Sun shows off its proximity communication silicon

Getting rid of the tiny wires inside computers would greatly improve performance. Sun Microsystems wants to do that with proximity communication, but it will take time.

Proximity communication--an interconnect technology being devised by Sun Microsystems that lets two devices swap data just by being near each other--isn't ready for commercial release, but the company is showing off samples.

At the Gartner Symposium/ITxpo in Las Vegas this week, David Douglas of Sun Labs showed off silicon that embodies the concept. Here is a link to a video on his talk on ZDNet. Douglas is holding the chips, which he didn't demonstrate in action.
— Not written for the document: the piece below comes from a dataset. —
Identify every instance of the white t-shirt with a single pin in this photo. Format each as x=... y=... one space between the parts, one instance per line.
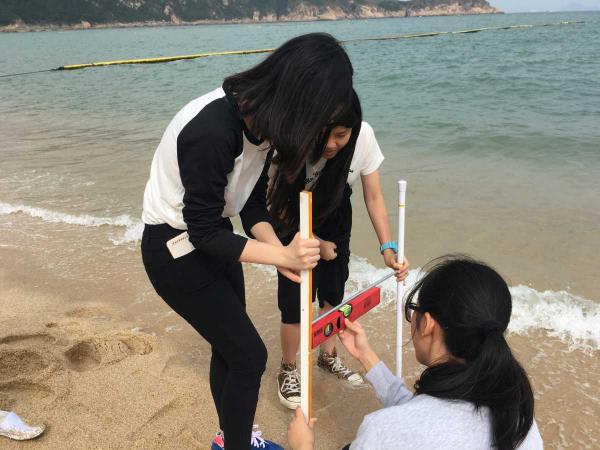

In proximity communication, two capacitors sit near each other. When data is sent to capacitor one, it gets charged. The charge then transfers to the second, nearby capacitor. The signal then gets amplified. "And the data kind of goes on its merry way," he said.

Conceivably, proximity communication, and similar projects taking place at IBM and other companies, could both increase the speed and volume of data transfer between chips. It also might cut costs. A chip might have 5,000 internal connecting wires and 2,000 solder balls on the outside of its package, Douglas said. This could be eliminated. Computer designers could also get rid of dedicated silicon for swapping data.

Making sure that data doesn't get corrupted while getting wirelessly swapped in the high-temperature, high-speed environment that is the inside of a server, however, remains a challenge. Conceptually similar concepts include "through-silicon vias," which are tiny wires between chips. TSVs aren't wireless, but they do eliminate much of the bulk of packaging. Intel and IBM are both working on this technology.

It is not an overnight project. Sun first started talking about (but not yet showing chips for) proximity communication in 2004. The technology was part of a supercomputer bid for DARPA. The original goal was to come out with the computer in 2010. DARPA subsequently narrowed down the project, and Sun was no longer a participant.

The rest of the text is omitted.